Bruyset (p. 211-214).


CHAPITRE XXXV.
Qu’on est toujours exposé à la tentation en cette vie.
Le Maistre.

Mon fils, vous n’êtes jamais exempt de danger en cette vie : tant que vous vivrez, vous aurez besoin d’armes spirituelles.

Vous êtes environné d’ennemis qui vous attaquent à droit & à gauche.

Si donc vous ne vous servez de la patience comme d’un bouclier, pour parer leurs coups, vous ne serez pas long-tems sans blessure.

De plus, si vous ne vous attachez constamment à moi, bien résolu de tout souffrir pour l’amour de moi, vous ne soutiendrez jamais leurs violens efforts, ni ne pourrez parvenir à la couronne de gloire.

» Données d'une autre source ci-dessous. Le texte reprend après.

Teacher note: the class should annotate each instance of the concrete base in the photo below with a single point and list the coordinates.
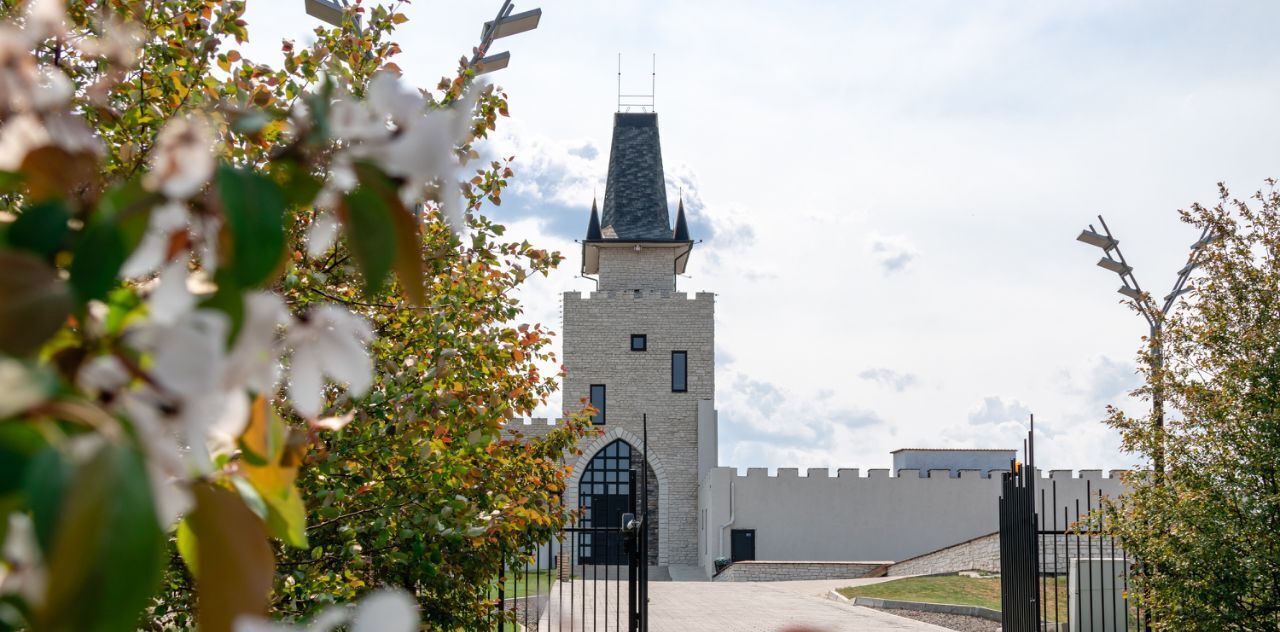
(685, 573)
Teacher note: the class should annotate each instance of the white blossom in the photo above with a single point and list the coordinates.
(389, 99)
(329, 340)
(183, 159)
(46, 18)
(255, 358)
(23, 569)
(103, 375)
(382, 610)
(353, 122)
(152, 251)
(170, 298)
(119, 44)
(320, 236)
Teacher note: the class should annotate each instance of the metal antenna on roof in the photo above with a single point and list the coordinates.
(653, 82)
(645, 102)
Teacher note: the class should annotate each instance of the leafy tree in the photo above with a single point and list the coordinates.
(176, 321)
(1208, 530)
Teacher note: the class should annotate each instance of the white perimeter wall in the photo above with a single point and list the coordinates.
(854, 518)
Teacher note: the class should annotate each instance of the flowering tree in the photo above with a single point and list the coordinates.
(1207, 531)
(184, 339)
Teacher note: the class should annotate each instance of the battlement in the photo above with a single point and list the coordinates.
(636, 294)
(914, 475)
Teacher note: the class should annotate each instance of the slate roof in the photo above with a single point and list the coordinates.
(635, 193)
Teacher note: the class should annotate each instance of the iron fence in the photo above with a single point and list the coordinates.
(1059, 568)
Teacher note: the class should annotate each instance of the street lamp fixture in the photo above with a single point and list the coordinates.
(1093, 238)
(327, 10)
(504, 24)
(1114, 261)
(512, 24)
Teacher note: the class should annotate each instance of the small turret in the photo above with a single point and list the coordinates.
(593, 227)
(681, 233)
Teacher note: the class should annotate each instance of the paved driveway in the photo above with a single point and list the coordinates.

Il faut donc qu’avec un courage mâle, vous vous ouvrez un passage au milieu d’eux, & que vous rompiez tout ce qui s’oppose à vous :

Car la manne se donne au vainqueur[1], & le partage des lâches est la misere & la confusion.

Si vous cherchez à vous reposer en ce monde, de quel droit prétendez vous que l’on vous reçoive un jour dans le repos érernel ?

Songez plutôt à acquerir beaucoup de patience, qu’à vous procurer beaucoup de repos.

Cherchez la vraye paix, qu’on ne trouve point sur la terre, mais dans le Ciel ; & regardez-la comme un bien qui ne peut venir des hommes, ni de quelque créature que ce soit, mais de Dieu seul.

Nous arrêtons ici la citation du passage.